Distributed Computing Sanity Checkingby Howard Feldman
Dozens of distributed computing (DC) projects have recently become available for interested parties to download and run on their machines. As DC is becoming more and more popular, groups are jumping on the bandwagon to take advantage of this wondrous opportunity for "free" computer time. However, as with any other new technology these days, security and privacy have become important issues.
The security problem can be divided into two distinct facets: client security and server security. The former involves security on the computers of the volunteers running the distributed application. This is extremely important, perhaps even more important than with other types of software, because DC clients often communicate over the network. A poorly designed client could be hijacked into a back door for hackers and miscreants. By simply downloading and installing the application, volunteers implicitly trust the authors of the software not to do nasty things to their computers. After all, these programs are usually written by research groups, not software companies, and do not go through the same level of QA testing as commercial software. How can you be certain a client will not accidentally format the hard drive? Perhaps a particularly malicious programmer could release a DC app that secretly steals all of your credit card info the next time you enter it into a web application. None of this is beyond the realm of possibility.
Server security is another issue altogether. Most projects seek to answer a question or solve some scientific problem. The experiment is compromised unless the integrity of results returned by clients can be guaranteed. Similarly, if someone breaks into the server and changes results, the experiment is invalidated. Some users have also been clever enough to find ways to cheat, for example, uploading the same "work units" multiple times. This gives them extra credits and makes it appear as if they are doing lots of work. While perhaps impressing their friends, this sort of behavior can often be destructive to the project, biasing or perhaps completely ruining results computed on the server end. The SETI@Home project has had several problems with users cheating and exploiting loopholes. The lag in the project managers fixing this hole cost them many users who became upset by rampant cheating.

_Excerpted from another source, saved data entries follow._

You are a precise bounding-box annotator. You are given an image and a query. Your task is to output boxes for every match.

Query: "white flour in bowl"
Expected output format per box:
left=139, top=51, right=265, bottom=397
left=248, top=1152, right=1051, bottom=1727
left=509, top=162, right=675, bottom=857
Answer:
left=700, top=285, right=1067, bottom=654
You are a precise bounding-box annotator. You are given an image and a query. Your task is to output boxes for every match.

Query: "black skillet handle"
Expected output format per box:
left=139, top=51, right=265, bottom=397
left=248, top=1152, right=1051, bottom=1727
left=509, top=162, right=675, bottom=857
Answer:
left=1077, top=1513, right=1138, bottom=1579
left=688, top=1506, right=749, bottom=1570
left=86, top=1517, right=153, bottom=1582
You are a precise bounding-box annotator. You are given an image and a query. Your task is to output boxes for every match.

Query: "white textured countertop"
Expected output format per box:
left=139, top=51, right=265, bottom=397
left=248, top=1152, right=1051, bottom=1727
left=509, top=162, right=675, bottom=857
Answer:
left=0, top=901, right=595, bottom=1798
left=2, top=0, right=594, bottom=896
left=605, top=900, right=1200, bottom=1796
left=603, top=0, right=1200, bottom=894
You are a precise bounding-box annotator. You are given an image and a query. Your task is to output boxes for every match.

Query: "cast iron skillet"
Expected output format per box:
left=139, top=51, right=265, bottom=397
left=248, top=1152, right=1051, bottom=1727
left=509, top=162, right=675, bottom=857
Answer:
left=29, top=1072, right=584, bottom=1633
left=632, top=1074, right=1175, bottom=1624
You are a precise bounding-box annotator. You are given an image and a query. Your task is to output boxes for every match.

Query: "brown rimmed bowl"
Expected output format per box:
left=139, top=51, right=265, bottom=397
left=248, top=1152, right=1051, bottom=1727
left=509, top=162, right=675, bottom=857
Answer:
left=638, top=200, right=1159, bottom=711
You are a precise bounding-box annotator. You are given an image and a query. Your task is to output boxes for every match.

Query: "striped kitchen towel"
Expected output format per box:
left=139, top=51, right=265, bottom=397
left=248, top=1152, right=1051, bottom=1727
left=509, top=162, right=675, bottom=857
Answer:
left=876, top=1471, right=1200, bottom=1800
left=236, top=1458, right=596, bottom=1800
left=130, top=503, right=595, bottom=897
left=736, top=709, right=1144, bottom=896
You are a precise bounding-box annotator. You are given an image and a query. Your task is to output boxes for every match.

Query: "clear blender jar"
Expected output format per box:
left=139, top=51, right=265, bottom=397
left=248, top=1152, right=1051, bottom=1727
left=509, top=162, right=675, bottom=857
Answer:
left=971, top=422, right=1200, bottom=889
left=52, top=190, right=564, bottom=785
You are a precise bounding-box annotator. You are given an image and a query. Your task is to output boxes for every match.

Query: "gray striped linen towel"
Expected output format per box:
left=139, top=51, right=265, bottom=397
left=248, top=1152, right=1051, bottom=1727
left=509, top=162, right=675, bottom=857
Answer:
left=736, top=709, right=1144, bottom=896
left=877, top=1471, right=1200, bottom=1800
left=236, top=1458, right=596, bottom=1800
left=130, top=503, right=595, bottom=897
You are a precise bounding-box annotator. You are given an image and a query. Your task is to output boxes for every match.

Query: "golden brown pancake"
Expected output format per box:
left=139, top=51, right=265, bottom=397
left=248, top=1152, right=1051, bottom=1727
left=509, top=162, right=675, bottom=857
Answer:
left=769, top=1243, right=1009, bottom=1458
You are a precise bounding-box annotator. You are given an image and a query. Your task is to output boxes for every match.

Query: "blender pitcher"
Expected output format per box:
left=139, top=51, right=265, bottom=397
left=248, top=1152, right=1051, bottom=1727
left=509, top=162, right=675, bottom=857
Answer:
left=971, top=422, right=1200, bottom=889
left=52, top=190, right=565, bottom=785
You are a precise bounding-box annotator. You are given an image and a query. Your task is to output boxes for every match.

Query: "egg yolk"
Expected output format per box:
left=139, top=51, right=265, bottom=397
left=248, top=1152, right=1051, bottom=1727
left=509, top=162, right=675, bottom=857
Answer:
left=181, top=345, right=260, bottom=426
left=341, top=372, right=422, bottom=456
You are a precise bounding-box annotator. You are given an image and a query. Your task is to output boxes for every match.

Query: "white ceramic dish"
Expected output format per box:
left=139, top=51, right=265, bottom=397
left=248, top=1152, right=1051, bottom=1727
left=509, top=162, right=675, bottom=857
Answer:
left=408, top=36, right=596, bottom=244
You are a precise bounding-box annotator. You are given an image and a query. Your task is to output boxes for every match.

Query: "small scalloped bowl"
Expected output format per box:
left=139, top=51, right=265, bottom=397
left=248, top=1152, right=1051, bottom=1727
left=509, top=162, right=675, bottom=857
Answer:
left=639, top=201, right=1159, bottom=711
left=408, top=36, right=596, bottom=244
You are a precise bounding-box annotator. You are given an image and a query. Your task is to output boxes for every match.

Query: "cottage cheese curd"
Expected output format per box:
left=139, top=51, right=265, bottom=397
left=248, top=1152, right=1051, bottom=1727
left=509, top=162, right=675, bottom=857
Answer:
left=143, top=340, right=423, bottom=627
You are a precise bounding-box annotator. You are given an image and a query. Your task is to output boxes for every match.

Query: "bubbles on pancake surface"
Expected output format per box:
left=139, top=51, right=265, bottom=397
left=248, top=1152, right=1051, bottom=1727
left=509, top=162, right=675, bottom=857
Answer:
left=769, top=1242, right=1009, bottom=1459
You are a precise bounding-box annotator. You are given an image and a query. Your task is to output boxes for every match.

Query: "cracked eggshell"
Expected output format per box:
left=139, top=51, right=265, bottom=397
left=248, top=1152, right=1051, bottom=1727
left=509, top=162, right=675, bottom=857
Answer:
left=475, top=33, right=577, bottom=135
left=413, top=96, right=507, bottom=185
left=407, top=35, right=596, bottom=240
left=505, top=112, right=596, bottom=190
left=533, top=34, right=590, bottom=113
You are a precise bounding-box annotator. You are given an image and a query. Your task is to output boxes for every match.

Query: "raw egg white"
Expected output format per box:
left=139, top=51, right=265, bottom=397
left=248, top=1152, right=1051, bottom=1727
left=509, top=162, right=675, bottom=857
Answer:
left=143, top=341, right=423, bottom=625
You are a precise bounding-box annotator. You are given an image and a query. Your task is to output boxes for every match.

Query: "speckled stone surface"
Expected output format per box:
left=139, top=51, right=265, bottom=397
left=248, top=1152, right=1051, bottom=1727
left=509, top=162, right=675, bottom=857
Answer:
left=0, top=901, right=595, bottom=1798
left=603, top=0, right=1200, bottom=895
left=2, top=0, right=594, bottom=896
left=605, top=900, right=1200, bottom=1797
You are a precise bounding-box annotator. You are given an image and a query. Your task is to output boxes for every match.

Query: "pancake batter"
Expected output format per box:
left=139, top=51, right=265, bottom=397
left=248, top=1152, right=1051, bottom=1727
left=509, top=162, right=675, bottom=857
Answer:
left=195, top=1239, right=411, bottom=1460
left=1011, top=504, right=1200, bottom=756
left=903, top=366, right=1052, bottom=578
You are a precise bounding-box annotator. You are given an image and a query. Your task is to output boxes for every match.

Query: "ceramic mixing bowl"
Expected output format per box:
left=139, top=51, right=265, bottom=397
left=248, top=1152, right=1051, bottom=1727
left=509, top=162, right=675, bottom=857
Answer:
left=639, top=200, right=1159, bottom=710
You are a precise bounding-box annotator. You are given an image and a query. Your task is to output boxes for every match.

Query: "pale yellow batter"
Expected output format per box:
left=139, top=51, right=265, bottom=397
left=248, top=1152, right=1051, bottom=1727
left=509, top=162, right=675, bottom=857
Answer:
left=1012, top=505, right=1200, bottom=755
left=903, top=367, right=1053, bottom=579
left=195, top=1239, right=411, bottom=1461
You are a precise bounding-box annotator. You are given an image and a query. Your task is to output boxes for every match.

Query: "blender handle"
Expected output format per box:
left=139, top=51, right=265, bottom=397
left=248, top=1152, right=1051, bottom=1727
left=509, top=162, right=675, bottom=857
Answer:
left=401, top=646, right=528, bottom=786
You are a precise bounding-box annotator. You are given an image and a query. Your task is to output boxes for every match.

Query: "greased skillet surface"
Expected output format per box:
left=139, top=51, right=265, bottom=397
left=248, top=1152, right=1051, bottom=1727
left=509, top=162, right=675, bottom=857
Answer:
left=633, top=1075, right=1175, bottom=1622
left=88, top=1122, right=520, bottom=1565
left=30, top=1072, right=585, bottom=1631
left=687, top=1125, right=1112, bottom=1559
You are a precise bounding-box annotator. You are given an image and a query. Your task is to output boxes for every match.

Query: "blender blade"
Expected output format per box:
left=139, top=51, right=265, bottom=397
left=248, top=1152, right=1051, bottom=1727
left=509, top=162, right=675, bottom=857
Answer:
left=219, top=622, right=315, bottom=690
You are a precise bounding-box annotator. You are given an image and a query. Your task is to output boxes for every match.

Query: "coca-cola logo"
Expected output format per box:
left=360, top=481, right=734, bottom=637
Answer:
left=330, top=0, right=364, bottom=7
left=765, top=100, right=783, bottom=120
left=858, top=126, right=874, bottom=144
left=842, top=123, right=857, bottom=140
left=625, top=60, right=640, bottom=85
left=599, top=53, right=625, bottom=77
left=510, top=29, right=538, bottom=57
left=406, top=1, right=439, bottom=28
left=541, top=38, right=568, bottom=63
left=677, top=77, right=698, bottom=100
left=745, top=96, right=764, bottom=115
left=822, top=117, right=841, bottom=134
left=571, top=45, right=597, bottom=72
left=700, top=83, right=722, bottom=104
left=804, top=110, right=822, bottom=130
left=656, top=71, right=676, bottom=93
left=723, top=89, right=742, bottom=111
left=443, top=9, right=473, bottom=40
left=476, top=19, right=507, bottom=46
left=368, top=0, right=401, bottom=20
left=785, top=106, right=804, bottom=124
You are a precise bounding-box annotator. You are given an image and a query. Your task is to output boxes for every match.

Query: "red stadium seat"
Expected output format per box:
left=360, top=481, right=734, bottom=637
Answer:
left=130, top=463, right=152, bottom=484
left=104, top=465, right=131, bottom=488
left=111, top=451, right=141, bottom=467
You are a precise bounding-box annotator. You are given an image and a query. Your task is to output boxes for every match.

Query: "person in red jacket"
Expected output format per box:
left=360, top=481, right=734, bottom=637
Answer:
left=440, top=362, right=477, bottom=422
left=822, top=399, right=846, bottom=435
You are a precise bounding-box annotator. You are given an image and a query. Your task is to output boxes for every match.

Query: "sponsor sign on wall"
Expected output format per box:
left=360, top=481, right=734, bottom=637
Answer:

The purpose of this article is not to make you paranoid about running DC projects or to turn you off to them. By all means, donate your CPU cycles to worthy projects! It is also not to reveal any secrets or security holes of existing DC projects; any security compromised by this article was never really secure to begin with. I do not claim to be an expert in computer and network security, by any stretch of the imagination. However, with new projects appearing weekly, you should be cautious and evaluate new projects from a security standpoint before signing up. The following sections discuss things to look for to ensure a DC project is secure, as well as some things to do to improve the security of your own DC project.
Signatures and Hashes
The server will often need to send data to the clients running the DC application. Any time data is sent to a machine, security measures must be put in place. This data may be new work to process or a new version of the application; either way, sending unprotected raw data over the network is just asking for trouble. It would be relatively easy for a third party to pose as the server and deliver arbitrary code to your computer, especially in the case of client updates to the executable, which would then be automatically (or manually) executed. This may be a lesser problem on Unix if the software is run as a user with minimal permissions, but clearly this is still unacceptable.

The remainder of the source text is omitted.